On the basis of the previous descriptions of concurrent Fanconi syndrome and CAH, it would seem that copper chelation is essential for resolution of renal tubular disease.[13, 14] Studies of Wilson's disease also support this assumption. However, in our series of dogs, resolution of urinalysis abnormalities (proteinuria and glucosuria) occurred in 2 dogs without copper chelation. In another surviving dog, proteinuria and glucosuria had nearly resolved by the time copper chelation had commenced. These findings suggest that renal tubular dysfunction may resolve with or without copper chelation. There are several plausible explanations including dietary intervention and effects of other pharmacologic agents. All dogs were fed a low copper diet which has been shown to decrease hepatic copper concentrations in Labradors with CAH. However, gradual reduction by dietary restriction is unlikely to be the sole explanation. All dogs were treated with antioxidants, which potentially could ameliorate the oxidative damage induced by excess tissue copper. The use of steroids in 2 of the dogs may have decreased hepatic inflammation and decreased the amounts of copper released from the damaged liver. Alternatively, steroids may have directly decreased renal inflammation, but there was only mild inflammation initially. Finally, administration of ursodeoxycholic acid to 3 dogs may have either altered tissue copper concentrations or blunted the deleterious effects of excess tissue copper by increasing bile flow, inhibiting apoptosis, modulating immune responses, or increasing glutathione and metallothionein production. Although treatment was varied and sometimes nonspecific, some type of treatment is likely necessary for the resolution of copper-induced tubular disease. This hypothesis is supported by the observation that 3 of these dogs had been glucosuric for weeks, and improvement was not seen until medical therapy was initiated. However, the most important aspect of treatment remains unknown as all dogs received multiple therapeutic interventions. None of the surviving dogs required alkali administration or other specific treatments for their tubulopathy.
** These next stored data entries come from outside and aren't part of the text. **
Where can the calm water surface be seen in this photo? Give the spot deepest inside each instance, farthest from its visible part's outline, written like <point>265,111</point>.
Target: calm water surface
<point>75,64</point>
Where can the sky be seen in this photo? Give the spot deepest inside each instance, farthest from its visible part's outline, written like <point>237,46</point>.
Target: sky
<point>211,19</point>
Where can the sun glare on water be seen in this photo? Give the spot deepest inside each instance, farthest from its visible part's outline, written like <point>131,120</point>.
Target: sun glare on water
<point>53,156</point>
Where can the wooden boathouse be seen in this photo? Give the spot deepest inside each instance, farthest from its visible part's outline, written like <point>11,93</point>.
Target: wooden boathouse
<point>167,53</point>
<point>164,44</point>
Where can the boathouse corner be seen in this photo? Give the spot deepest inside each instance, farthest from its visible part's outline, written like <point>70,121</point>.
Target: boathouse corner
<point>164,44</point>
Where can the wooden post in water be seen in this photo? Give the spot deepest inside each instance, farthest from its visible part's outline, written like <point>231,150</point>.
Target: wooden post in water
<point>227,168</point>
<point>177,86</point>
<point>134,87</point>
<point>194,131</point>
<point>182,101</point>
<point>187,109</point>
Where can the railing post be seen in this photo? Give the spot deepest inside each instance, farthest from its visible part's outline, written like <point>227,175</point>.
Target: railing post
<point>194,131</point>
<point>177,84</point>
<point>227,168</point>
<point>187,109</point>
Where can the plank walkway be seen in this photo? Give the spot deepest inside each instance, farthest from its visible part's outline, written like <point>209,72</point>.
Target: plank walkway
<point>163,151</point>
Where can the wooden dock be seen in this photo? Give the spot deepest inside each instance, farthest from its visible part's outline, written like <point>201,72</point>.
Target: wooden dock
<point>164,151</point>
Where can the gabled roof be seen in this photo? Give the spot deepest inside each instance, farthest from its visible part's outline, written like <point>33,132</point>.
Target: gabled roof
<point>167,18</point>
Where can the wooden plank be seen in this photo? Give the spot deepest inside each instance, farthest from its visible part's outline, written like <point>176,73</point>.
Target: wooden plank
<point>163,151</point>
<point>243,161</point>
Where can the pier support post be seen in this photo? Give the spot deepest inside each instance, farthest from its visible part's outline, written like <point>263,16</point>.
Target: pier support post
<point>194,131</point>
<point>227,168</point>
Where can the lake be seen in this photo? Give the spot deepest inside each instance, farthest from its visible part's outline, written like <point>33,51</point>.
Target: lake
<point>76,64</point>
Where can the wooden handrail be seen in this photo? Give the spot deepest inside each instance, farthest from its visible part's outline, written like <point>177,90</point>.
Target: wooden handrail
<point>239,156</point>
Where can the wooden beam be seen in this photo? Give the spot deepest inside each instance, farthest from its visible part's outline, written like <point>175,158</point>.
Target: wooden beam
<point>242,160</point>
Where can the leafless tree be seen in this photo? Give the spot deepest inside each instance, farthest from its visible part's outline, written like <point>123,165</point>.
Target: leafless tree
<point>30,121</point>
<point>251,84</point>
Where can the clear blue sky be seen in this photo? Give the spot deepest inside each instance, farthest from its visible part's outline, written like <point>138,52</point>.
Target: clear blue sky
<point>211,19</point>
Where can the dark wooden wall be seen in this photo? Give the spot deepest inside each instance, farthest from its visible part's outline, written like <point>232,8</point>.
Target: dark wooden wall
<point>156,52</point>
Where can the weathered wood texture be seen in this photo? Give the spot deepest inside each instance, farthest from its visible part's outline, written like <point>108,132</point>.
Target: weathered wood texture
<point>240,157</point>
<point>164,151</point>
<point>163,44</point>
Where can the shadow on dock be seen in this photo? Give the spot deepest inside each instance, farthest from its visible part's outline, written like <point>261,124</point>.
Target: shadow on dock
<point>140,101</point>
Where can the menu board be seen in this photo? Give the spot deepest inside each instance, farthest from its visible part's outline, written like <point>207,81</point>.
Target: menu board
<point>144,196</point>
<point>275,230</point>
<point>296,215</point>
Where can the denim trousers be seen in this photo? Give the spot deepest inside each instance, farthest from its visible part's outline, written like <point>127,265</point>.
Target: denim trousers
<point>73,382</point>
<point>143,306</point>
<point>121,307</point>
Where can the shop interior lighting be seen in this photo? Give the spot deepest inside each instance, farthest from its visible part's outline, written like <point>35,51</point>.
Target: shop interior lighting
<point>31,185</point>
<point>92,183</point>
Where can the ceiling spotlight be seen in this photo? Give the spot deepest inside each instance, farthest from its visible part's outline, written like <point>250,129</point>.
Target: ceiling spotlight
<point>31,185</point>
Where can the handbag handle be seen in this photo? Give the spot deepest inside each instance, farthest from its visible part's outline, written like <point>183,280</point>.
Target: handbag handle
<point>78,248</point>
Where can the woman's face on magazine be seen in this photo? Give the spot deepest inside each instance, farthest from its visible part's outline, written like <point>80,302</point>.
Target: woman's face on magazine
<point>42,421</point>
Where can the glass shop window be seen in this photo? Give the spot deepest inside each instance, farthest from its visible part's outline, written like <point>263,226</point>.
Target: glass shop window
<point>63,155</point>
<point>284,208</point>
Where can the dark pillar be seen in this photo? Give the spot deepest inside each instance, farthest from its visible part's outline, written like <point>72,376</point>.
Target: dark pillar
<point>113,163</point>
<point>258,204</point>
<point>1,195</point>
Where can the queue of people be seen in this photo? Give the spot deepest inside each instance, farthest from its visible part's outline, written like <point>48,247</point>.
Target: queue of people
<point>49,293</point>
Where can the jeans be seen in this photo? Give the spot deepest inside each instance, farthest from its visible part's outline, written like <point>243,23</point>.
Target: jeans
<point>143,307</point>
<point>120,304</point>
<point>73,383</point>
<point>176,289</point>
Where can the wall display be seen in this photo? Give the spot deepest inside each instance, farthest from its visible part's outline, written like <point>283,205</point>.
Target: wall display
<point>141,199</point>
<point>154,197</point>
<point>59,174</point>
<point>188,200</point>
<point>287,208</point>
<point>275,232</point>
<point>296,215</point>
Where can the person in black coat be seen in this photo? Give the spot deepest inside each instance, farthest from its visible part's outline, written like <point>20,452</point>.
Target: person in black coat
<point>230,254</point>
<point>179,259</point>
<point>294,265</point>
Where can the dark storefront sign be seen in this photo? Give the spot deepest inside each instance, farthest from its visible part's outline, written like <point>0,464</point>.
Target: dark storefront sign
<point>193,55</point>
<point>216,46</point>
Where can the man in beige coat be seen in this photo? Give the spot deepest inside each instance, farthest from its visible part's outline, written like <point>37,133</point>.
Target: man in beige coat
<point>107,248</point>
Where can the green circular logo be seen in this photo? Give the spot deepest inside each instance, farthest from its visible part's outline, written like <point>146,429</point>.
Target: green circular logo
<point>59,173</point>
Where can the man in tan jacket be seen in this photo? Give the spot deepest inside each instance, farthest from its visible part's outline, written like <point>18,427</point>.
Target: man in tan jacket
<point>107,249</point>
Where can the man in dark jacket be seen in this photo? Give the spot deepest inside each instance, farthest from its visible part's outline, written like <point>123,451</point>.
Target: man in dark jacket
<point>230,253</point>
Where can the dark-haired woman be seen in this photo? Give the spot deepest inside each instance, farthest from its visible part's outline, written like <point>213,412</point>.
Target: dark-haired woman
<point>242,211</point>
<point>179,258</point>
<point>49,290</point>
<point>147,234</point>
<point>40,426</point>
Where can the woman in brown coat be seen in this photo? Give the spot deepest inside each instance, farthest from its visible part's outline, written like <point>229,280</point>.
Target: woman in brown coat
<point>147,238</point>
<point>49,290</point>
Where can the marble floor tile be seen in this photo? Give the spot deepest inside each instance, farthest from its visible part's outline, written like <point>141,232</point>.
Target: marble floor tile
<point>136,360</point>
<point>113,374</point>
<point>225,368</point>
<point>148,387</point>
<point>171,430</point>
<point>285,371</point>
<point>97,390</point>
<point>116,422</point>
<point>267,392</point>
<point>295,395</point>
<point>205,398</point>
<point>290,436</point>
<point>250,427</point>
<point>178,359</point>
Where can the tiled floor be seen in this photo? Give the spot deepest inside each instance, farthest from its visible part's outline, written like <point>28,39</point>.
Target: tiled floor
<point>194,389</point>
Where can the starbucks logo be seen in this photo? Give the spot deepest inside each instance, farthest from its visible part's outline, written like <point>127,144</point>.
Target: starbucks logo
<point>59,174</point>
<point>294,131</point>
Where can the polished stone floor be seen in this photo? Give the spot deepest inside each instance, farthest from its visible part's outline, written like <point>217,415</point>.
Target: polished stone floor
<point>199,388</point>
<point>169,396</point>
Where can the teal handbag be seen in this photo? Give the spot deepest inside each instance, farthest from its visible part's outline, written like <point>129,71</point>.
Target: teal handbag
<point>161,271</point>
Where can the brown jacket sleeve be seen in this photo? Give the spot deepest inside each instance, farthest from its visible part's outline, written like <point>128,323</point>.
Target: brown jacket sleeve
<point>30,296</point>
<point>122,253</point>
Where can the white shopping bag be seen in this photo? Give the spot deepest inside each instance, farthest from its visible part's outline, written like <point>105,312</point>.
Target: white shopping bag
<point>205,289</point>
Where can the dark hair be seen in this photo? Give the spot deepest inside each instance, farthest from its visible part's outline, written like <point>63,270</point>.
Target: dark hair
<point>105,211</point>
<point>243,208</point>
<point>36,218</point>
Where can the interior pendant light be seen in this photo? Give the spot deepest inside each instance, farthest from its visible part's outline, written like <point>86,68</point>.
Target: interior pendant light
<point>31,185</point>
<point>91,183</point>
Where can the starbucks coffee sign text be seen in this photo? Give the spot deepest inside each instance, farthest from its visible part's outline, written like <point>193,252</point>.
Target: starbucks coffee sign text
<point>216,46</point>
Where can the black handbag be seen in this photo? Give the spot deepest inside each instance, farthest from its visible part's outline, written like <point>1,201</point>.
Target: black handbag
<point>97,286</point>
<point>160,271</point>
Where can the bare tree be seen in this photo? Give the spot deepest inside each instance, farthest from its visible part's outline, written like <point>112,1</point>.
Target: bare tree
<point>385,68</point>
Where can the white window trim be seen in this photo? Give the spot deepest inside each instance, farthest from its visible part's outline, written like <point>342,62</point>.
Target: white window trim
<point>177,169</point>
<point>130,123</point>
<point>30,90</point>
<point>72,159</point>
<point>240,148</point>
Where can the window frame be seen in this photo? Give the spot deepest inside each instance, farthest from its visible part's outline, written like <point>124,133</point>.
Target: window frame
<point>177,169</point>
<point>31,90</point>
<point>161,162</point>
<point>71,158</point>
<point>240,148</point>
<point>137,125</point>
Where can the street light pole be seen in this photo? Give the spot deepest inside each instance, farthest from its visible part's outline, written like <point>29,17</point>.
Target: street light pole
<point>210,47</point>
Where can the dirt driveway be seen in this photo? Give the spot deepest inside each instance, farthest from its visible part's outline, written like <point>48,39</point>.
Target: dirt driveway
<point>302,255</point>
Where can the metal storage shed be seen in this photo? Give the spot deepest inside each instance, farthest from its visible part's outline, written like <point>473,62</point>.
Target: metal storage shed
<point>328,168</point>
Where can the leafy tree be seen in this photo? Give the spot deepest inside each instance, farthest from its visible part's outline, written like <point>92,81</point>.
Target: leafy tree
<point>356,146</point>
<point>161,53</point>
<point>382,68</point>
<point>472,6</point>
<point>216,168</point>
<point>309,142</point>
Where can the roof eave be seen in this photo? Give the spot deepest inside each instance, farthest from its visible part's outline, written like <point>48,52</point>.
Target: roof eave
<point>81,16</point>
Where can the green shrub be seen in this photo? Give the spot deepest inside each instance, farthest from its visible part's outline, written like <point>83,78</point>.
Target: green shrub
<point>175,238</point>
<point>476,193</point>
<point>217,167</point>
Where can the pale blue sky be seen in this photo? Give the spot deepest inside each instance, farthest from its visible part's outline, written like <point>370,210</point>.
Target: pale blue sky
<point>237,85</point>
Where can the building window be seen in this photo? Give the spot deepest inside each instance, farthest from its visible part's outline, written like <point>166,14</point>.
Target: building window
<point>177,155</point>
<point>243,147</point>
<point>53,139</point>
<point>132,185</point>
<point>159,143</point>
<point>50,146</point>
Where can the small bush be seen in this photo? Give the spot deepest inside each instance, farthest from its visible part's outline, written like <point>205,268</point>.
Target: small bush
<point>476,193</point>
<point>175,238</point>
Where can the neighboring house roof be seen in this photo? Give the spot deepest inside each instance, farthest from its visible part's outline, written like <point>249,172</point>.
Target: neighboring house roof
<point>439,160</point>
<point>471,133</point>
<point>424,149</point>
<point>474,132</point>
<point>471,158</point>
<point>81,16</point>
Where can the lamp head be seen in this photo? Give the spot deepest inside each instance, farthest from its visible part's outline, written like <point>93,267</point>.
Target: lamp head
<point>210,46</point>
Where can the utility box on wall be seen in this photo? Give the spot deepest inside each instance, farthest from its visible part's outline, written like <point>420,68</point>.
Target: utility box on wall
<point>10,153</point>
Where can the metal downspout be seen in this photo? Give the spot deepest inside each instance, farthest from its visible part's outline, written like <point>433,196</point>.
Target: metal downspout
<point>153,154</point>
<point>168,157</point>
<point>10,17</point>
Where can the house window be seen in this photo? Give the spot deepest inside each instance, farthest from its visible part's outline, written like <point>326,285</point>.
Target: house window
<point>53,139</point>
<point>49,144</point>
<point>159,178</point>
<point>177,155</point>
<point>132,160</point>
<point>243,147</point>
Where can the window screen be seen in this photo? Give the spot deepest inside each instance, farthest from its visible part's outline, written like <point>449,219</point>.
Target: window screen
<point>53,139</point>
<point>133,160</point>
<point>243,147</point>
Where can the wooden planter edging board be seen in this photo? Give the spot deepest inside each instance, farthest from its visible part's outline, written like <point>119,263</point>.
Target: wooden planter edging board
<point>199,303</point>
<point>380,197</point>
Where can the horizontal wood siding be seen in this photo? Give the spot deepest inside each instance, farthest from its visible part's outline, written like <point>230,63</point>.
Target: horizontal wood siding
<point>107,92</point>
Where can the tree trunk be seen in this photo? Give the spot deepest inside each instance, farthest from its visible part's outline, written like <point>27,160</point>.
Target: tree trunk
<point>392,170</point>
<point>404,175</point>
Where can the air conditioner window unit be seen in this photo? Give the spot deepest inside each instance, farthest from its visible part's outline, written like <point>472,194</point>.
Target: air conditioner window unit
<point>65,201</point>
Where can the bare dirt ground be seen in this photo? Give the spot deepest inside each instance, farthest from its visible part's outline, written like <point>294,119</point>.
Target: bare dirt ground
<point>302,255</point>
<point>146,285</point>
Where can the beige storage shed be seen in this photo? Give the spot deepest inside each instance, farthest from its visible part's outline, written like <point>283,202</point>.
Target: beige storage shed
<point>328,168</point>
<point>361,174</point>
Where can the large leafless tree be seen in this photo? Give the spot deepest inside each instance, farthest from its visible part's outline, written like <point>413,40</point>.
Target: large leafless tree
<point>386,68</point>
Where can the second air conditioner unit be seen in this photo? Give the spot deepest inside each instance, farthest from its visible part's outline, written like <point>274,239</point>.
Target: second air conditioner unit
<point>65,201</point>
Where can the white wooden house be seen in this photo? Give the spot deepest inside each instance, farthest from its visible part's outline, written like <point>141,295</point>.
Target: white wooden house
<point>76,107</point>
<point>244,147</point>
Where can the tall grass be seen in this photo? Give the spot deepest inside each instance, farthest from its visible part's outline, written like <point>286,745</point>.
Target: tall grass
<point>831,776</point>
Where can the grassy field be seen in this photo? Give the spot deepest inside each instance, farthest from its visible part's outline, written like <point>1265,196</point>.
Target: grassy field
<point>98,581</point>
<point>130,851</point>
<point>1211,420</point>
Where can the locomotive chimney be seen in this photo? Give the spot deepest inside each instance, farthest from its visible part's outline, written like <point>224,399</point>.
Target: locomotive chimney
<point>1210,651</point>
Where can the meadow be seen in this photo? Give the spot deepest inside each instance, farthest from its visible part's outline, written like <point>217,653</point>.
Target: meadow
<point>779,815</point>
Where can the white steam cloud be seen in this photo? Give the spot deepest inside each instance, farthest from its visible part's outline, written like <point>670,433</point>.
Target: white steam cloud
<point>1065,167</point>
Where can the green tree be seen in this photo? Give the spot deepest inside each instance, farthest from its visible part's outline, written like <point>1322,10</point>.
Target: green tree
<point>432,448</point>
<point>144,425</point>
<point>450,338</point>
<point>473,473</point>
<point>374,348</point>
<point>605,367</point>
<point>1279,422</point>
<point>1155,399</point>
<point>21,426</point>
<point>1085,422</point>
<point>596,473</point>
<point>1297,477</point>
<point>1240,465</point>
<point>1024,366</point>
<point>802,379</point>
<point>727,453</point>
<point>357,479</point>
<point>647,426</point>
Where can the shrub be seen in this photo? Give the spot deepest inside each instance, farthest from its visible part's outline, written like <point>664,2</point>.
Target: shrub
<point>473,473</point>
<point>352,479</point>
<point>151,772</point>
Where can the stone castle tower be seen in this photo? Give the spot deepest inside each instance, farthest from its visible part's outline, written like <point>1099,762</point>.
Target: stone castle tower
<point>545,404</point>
The prevalence of renal tubular disease and its relation to the prognosis of CAH in dogs is unknown. On the basis of increases in bilirubin concentrations in all 9 dogs, it is possible that development of renal tubular dysfunction is associated with more severe or advanced liver disease. This is further supported by the fact that all dogs had overt clinical signs relating to liver disease as opposed to serendipitous discovery of increased liver enzyme activity. An excellent long-term prognosis has been previously reported for dogs with concurrent CAH and Fanconi syndrome.[13, 14] This somewhat contrasts with our series in which 4 of 9 dogs died near the time of diagnosis. However, some dogs did have long-term survival with resolution of clinical renal and hepatic disease. Additional studies are needed to more accurately define the prognostic importance of renal tubular dysfunction in dogs with CAH. Even if renal tubular abnormalities correlate with more advanced disease, a favorable prognosis still is possible in affected dogs.
In summary, concurrent renal tubular dysfunction and CAH is likely more common than previously recognized (33% of the MSU-VTH Labradors reviewed for inclusion in this manuscript), although the overall incidence remains unknown. Detection of renal tubular abnormalities in a Labrador Retriever with biochemical evidence of liver disease is strongly suggestive of CAH and indicates the need for hepatic histopathology. Although renal tubular lesions are present in affected dogs and appear to be associated with copper accumulation, the necessity of renal histopathology is less clear as it is unlikely to alter patient management. The exact mechanism of renal copper accumulation and injury remains unknown and requires additional study. Despite the association of renal tubular dysfunction with more advanced disease, successful long-term outcome is possible in these dogs with a variety of therapies with or without d-penicillamine.